L'attaque a commencé tard dans la soirée du dimanche 29 mars 2026, lorsque les assaillants, apparemment au nombre de dizaines, ont descendu sur les villages sans méfiance. Selon des survivants, les hommes armés sont arrivés à moto, tirant de manière indiscriminée dans les airs pour semer la panique avant de passer de maison en maison avec des jerrycans d'essence.
"Nous avons été réveillés par le bruit des coups de feu et l'odeur de la fumée," a déclaré Ibrahim, un résident local qui s'est échappé dans les buissons voisins. "Au moment où j'ai regardé en arrière, la moitié du village était orange. Ils ne faisaient pas que tirer ; ils avaient l'intention de brûler tout ce que nous possédions."
Le raid brutal a entraîné 11 décès confirmés, les victimes étant principalement des hommes âgés et des jeunes locaux.
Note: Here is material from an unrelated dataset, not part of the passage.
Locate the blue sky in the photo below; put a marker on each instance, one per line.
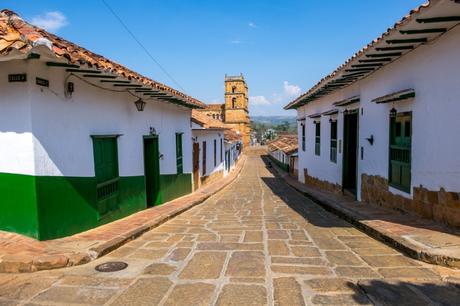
(283, 47)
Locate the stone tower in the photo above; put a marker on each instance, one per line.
(236, 110)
Au-delà de la perte de vies, les dégâts matériels étaient considérables ; plus de 50 maisons ont été réduites en décombres, et plusieurs greniers ainsi que deux motos ont été complètement détruits.
Cette dévastation a déclenché une grave crise de déplacement, forçant des centaines de villageois à fuir leurs maisons ancestrales et à chercher refuge au siège du gouvernement local.
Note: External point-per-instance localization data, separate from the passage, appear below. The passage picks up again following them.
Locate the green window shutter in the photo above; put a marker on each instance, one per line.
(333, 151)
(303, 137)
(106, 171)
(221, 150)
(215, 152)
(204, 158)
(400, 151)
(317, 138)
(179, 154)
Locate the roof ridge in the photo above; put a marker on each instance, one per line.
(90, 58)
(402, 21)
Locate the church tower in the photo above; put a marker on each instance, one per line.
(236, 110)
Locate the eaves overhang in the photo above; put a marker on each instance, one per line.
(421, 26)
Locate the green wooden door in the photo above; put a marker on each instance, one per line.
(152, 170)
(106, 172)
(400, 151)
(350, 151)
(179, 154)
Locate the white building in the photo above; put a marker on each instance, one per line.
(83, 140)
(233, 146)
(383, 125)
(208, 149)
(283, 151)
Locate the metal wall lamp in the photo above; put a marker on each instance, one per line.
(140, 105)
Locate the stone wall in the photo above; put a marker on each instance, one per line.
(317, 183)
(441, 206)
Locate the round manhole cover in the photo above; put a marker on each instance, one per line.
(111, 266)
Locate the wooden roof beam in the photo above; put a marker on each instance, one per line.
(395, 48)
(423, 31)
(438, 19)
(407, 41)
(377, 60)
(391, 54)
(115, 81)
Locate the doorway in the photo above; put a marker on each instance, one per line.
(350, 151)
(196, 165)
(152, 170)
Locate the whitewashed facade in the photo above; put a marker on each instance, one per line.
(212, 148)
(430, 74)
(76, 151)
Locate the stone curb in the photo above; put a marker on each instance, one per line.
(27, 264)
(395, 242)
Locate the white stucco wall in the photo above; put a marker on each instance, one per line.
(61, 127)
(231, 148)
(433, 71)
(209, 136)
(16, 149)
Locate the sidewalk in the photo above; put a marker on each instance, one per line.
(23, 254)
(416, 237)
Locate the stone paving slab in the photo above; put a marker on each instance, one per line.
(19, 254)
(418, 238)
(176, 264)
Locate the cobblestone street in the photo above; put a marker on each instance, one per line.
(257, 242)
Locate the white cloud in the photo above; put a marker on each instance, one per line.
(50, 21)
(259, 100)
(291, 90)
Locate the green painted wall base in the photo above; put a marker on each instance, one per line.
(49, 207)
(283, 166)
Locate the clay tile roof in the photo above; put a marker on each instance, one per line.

Le Commandement de la police de l'État de Nasarawa a confirmé l'incident lundi matin, déclarant que des équipes tactiques avaient été déployées dans la région pour rétablir l'ordre. Cependant, la nature éloignée des communautés touchées et la mauvaise infrastructure routière auraient retardé l'arrivée des forces de sécurité.
"Nous avons reçu des rapports sur l'attaque malheureuse dans la LGA de Nasarawa," a déclaré un porte-parole de la police. "Nos agents sont actuellement sur le terrain pour effectuer un comptage et suivre les suspects. Nous exhortons le public à rester calme et à fournir toute information pouvant conduire à l'arrestation de ces bandits."
L'Agence de gestion des urgences de l'État (SEMA) a exprimé une profonde préoccupation quant à l'ampleur du déplacement. Avec plus de 50 maisons réduites à néant, de nombreuses familles ont perdu l'ensemble de leurs moyens de subsistance, y compris les provisions alimentaires stockées et l'équipement agricole.
Les dirigeants locaux et les chefs traditionnels ont condamné les meurtres "insensés", appelant le gouvernement fédéral à intensifier ses efforts pour lutter contre la montée de l'insécurité dans la région du Centre-Nord. Ce dernier raid fait suite à une série d'accrochages similaires dans des districts voisins, suscitant des craintes d'un effondrement plus large de l'ordre et de la loi.
Alors que la fumée se dissipe au-dessus des restes calcinés des villages, les survivants font face à une réalité sombre : enterrer leurs morts et recommencer à zéro dans un paysage de plus en plus volatile.